日本における既存のエネルギーシナリオ研究を検討して、「アジア/世界エネルギーアウトルック2010」のレファレンスケースをBAUシナリオとして参照した。「脱炭素社会に向 けたエネルギーシナリオ」(以下、「WWFシナリオ」と略す)として、2050年までに高効率エネルギー技術を導入し、ライフスタイルに関わる変化も組み込んでゆくときのエネルギー需要を検討した。

省エネルギーの方法としては、LED照明、高性能住宅断熱基準、高効率ヒートポンプ、 都市の緑化、TV会議による交通の代替、鉄鋼リサイクルの進展、インバータ制御モータの利用、カーシェアリング、エコドライブ、電気自動車/プラグインハイブリッド/燃料電池車などを幅広く検討し、エネルギー需要を削減するWWFシナリオを算出した。

WWFシナリオの2050年の最終用途エネルギー需要は、BAUシナリオと比較して、2億 7352万トン石油換算から1億6729万トン石油換算へ、61.2%に減少した。1990年と比較すると、2050年には、3億2286万トン石油換算からの減少であり、51.8%に低下している。 2020年をみると、1990年から83.4%に減少している。

WWFシナリオの2050年のCO2排出量は、BAUシナリオと比較すると、7億1200万トンCO2から4億3500万トンCO2へ61.1%に減少している。
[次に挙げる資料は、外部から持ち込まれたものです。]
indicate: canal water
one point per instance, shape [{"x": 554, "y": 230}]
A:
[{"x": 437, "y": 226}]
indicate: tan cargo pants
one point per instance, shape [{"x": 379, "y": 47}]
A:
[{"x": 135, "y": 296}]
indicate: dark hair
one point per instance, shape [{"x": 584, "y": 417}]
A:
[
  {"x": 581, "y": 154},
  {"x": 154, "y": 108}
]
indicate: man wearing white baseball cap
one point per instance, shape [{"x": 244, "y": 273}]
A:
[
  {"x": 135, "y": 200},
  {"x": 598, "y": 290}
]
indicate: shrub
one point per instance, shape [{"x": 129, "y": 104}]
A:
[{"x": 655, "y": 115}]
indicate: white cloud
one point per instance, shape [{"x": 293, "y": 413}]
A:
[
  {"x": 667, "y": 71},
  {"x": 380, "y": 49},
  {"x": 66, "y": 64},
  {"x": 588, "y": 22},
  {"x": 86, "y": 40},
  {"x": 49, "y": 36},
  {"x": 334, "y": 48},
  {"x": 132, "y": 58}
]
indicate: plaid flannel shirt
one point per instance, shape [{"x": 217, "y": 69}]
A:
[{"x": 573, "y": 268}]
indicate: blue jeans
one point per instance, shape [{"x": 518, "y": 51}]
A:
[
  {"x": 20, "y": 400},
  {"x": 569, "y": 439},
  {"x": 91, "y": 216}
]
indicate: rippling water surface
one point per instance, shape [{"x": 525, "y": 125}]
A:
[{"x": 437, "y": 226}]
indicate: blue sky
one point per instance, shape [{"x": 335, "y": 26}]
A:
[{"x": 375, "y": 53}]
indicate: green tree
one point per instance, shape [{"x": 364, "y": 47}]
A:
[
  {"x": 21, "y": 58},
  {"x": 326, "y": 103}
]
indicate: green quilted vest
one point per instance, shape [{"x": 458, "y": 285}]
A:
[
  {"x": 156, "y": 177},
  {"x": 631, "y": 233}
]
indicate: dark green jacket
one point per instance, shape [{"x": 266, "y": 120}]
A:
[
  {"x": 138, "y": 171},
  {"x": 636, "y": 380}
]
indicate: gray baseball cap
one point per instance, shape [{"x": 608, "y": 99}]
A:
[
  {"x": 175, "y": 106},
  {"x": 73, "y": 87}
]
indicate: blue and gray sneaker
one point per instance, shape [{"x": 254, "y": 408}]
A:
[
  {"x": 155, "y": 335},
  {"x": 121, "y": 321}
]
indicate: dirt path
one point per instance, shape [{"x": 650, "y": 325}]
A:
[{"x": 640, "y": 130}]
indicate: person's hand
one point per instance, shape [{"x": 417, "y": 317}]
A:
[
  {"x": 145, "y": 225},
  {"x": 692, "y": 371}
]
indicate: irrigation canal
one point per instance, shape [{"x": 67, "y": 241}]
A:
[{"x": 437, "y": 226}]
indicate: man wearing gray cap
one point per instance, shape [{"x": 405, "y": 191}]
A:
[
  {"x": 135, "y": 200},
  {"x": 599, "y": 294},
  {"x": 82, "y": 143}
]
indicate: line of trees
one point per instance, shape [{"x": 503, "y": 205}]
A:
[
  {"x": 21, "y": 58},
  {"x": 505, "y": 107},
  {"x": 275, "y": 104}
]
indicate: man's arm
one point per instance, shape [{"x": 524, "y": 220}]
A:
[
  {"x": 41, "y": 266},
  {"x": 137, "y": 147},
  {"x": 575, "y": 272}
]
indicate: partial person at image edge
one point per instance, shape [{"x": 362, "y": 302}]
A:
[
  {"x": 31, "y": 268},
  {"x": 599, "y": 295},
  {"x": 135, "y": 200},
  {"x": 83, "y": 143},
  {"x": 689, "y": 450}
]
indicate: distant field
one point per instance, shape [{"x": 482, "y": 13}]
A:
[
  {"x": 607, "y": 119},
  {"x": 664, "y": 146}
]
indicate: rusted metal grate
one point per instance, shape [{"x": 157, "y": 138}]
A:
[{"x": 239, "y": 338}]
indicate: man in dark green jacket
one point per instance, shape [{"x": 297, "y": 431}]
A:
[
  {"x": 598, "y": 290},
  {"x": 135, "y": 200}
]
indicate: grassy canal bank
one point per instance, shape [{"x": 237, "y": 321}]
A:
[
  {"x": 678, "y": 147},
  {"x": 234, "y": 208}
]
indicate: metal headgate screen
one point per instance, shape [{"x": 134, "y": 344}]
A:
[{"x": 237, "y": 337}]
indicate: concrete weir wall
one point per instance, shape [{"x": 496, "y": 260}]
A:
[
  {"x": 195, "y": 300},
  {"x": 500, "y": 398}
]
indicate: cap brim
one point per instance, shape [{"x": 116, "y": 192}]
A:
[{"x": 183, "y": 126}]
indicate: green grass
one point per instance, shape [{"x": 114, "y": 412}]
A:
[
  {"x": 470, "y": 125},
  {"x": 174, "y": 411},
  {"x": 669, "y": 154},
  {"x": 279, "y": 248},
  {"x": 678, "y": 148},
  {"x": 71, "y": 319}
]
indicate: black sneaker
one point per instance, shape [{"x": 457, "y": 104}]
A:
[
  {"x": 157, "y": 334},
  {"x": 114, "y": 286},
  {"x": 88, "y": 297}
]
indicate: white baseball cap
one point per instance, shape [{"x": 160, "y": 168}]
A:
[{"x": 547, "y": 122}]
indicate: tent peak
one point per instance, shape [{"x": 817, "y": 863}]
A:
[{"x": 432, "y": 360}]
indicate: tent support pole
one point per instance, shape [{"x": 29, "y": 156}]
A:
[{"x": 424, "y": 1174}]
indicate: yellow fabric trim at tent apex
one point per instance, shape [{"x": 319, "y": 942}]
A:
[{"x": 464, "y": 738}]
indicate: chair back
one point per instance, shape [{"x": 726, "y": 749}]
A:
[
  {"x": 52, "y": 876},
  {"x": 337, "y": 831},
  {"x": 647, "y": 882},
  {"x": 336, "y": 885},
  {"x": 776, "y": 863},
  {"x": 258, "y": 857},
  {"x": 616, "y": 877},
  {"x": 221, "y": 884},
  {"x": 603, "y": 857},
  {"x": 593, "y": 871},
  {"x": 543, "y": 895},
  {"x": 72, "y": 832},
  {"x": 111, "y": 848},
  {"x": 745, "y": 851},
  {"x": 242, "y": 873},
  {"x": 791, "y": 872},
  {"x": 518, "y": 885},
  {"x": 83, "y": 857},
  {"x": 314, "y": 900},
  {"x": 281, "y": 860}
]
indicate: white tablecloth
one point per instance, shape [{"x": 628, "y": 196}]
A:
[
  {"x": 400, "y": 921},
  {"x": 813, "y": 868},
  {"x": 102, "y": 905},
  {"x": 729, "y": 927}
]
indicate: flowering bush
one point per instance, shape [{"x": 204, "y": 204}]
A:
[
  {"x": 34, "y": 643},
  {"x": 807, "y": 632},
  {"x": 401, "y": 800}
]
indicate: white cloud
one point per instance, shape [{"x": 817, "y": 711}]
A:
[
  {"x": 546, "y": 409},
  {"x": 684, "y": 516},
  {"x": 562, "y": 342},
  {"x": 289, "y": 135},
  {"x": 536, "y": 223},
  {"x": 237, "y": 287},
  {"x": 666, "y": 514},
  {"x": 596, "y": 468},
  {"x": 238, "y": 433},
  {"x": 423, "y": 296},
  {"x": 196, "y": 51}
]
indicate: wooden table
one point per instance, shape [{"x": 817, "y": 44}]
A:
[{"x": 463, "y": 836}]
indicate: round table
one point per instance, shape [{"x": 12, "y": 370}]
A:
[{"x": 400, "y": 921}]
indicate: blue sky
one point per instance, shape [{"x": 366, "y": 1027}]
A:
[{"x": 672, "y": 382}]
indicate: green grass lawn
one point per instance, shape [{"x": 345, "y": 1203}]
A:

1990年と比較すると10億5900万トンCO2からの減少であり、2050年には41.1%に低下している。2020年を見ると、1990年から78.5%に減少している。これには再生可能エネルギーによる供給面が含まれていないが、 適切な政策が実施できれば、2020年の温室効果ガス排出量1990年比25%削減の実現可能性を見ることができる。